In contrast to the hole-doped high-temperature superconductors, for which a Cu$^{2+}$ long-range antiferromagnetic order is suppressed at low doping, the antiferromagnetic order is more robust in the electron-doped 2-1-4 cuprates RE$_{2-x}$Ce$_{x}$CuO$_{4}$ (RE = Pr, Nd, Sm, Eu) and persists up to optimal doping. Recent neutron measurements have suggested that the Cu$^{2+}$ N\'{e}el temperature decreases after the reduction of the as-grown samples. This questions the competition between the antiferromagnetic and superconducting ground states, as well as the role of the reduction process which triggers superconductivity in these materials. A recent ultrasonic study have revealed ultrasonic anomalies around 4 K related to competing Nd$^{3+}$-Nd$^{3+}$ and Nd$^{3+}$-Cu$^{2+}$ interactions. We present an ultrasonic study of Nd$_{1.85}$Ce$_{0.15}$CuO$_{4}$ in the reduced and oxygenated states.
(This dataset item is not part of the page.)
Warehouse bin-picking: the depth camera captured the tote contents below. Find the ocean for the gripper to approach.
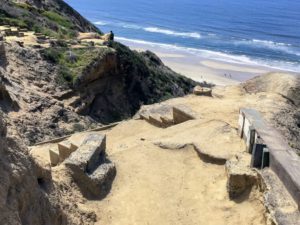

While ultrasonic anomalies are found below 10 K in the oxygenated state, in both the C$_{66}$ elastic moduli and the corresponding attenuation $\alpha $, no anomaly is observed in the reduced and superconducting state. We attribute this effect to the suppression of the Cu$^{2+}$ long-range antiferromagnetic order due to the presence of oxygen vacancies in the CuO$_{2}$ planes of reduced samples.